Defensive enclosure 605m SSE of Dogbury Farm.
Reasons for Designation
During the mid-prehistoric period (seventh to fifth centuries BC) a variety of different types of defensive structures began to be constructed and occupied .The most obvious sites were hillforts built in prominent locations. In addition to these a range of smaller sites, sometimes with an enclosed area of less than 1ha and defined as defended settlements, were also constructed. Some of these were located on hilltops, others are found in less prominent positions. The enclosing defences were of earthen construction, some sites having a single bank and ditch (univallate), others having more than one (multivallate). At some sites these earthen ramparts represent a second phase of defence, the first having been a timber fence or palisade. Within the enclosure stone or timber-built round houses may have been constructed either for human habitation or to protect livestock. The communities occupying these sites were probably single family groups, the defended enclosures were being used as farmsteads. Construction and use of this type of site extended over several centuries, possibly through to the early Romano-British period (mid to late first century AD). Despite disturbance by quarrying the defensive enclosure 605m SSE of Dogbury Farm survives comparatively well, is strongly constructed and will contain archaeological and environmental evidence relating to its construction, date, function, possible abandonment, strategic and territorial significance, longevity, possible domestic arrangements, agricultural practices and overall landscape context.
This record was the subject of a minor enhancement on 27 January 2016. This record has been generated from an "old county number" (OCN) scheduling record. These are monuments that were not reviewed under the Monuments Protection Programme and are some of our oldest designation records.
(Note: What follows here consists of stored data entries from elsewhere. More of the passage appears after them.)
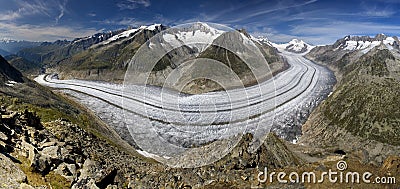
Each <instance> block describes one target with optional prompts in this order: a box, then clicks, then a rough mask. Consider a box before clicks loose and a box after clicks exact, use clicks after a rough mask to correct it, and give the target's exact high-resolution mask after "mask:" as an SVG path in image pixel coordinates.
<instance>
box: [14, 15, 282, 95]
mask: <svg viewBox="0 0 400 189" xmlns="http://www.w3.org/2000/svg"><path fill="white" fill-rule="evenodd" d="M166 29H167V27H165V26H163V25H160V24H156V25H152V26H142V27H139V28H134V29H128V30H120V31H115V32H111V33H105V34H95V35H93V36H89V37H85V38H80V39H75V40H73V41H71V42H70V41H56V42H54V43H43V44H41V45H40V46H38V47H34V48H29V49H24V50H22V51H20V52H19V53H18V56H20V57H23V58H24V59H27V60H29V61H31V62H33V63H40V64H42V66H45V67H46V68H47V70H48V71H49V72H57V73H58V74H59V76H60V79H86V80H101V81H108V82H116V83H121V82H123V80H124V76H125V72H126V68H127V65H128V63H129V62H130V60H131V59H132V57H133V56H134V55H135V54H136V52H137V51H138V50H139V48H140V47H141V46H142V45H148V46H149V47H148V48H150V49H151V48H153V46H154V45H165V44H167V43H168V42H169V41H171V40H172V41H173V40H175V39H177V41H175V42H176V43H182V42H183V41H185V40H189V41H187V42H189V43H190V42H192V41H191V40H199V39H200V40H204V39H206V40H207V41H208V42H209V43H212V42H213V41H214V40H215V42H216V43H223V44H224V45H225V46H228V47H232V48H233V51H237V52H240V50H241V49H243V48H244V47H245V43H247V42H250V41H251V42H250V43H254V44H255V45H256V46H257V47H258V49H259V50H260V52H261V53H262V55H263V56H264V57H265V59H266V61H267V62H268V64H269V66H270V69H271V70H270V73H265V74H269V76H265V78H270V77H271V76H272V74H277V73H278V72H280V71H282V70H284V69H286V68H287V67H288V64H287V63H285V61H284V59H283V58H282V57H281V56H280V55H279V54H278V51H277V50H276V48H274V47H272V45H271V44H270V43H269V41H265V40H258V39H257V38H253V37H251V36H250V35H249V34H247V33H246V31H244V30H240V31H239V32H228V33H223V31H221V30H218V29H215V28H214V27H210V26H208V25H207V24H203V23H195V24H193V25H192V27H188V28H185V30H183V31H178V30H176V28H172V29H171V30H169V34H170V35H165V36H163V37H161V38H160V41H157V42H156V43H149V44H145V43H146V41H148V40H149V39H151V38H152V37H154V36H155V35H157V34H158V33H160V32H164V31H166ZM183 33H185V36H184V35H182V34H183ZM201 35H204V36H201ZM171 36H172V37H171ZM189 38H190V39H189ZM244 38H249V39H251V40H247V41H244V40H243V39H244ZM238 41H241V42H242V43H243V44H241V45H240V44H239V43H238ZM175 42H174V43H175ZM237 52H229V51H228V50H227V49H224V48H221V47H218V46H215V45H206V44H192V45H184V46H182V47H177V48H173V50H172V51H171V52H168V54H166V55H165V56H164V57H163V58H161V59H160V60H159V62H158V64H156V66H155V67H154V69H153V72H152V74H151V75H150V77H149V83H148V84H150V85H155V86H162V85H163V84H164V83H165V78H164V77H165V75H168V73H171V72H172V71H174V70H175V71H176V69H177V67H178V66H179V65H181V64H182V63H185V62H186V61H190V60H194V59H196V58H203V59H213V60H216V61H219V62H221V63H222V64H225V65H227V66H228V67H229V68H230V69H232V70H233V71H234V73H235V74H237V75H238V77H239V78H240V79H241V81H242V82H243V84H244V85H245V86H249V85H252V84H255V83H257V82H256V80H255V77H254V75H253V73H251V70H250V69H249V68H248V66H247V65H246V64H245V63H244V62H243V60H240V58H239V57H238V56H237V55H235V53H237ZM192 68H193V67H192ZM32 69H36V70H34V71H33V72H37V68H32ZM195 70H196V69H194V68H193V69H191V71H190V70H189V71H188V72H187V73H188V76H187V78H183V79H182V81H180V82H181V84H177V85H176V86H174V87H175V88H179V89H182V88H183V91H184V92H185V93H192V94H197V93H203V92H209V91H215V90H221V89H222V87H221V86H220V85H218V84H216V83H215V82H213V81H211V80H204V79H202V78H200V79H195V80H194V81H191V82H190V83H183V82H184V80H185V81H187V80H188V78H190V77H194V76H195V75H196V73H198V72H196V71H195ZM256 71H257V69H256ZM27 73H29V71H28V72H27ZM265 78H264V79H265ZM258 79H260V78H258ZM239 84H240V86H242V85H243V84H241V83H237V84H235V85H232V86H229V87H234V86H237V85H239Z"/></svg>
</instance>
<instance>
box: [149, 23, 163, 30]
mask: <svg viewBox="0 0 400 189" xmlns="http://www.w3.org/2000/svg"><path fill="white" fill-rule="evenodd" d="M160 26H161V24H153V25H150V26H147V28H146V29H147V30H151V31H154V30H156V29H157V27H160Z"/></svg>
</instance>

This monument includes a defensive enclosure situated on the summit of the prominent Dogbury Hill overlooking the valley of the River Cerne. The enclosure is defined to the south and west by a strongly built rampart bank measuring up to 7m wide and 2m high with an outer ditch of up to 5m wide and 0.6m deep. The rampart and ditch turn towards the north at both ends. To the north east it gradually fades out as an earthwork. To the south west the rampart and ditch has been cut by later quarrying and gradually become a scarp of up to 6m wide and 1.5m high before fading out on a quarry face and not clearly continuing as an earthwork to the north west. There is a simple causewayed entrance to the south east. To the south the rampart has been cut by a later track. The enclosure has been interpreted by different sources as a defensive enclosure, an Iron Age defended settlement, a cross ridge dyke and an unfinished hillfort and although of late prehistoric construction style and clearly defensive in nature its exact function is not known.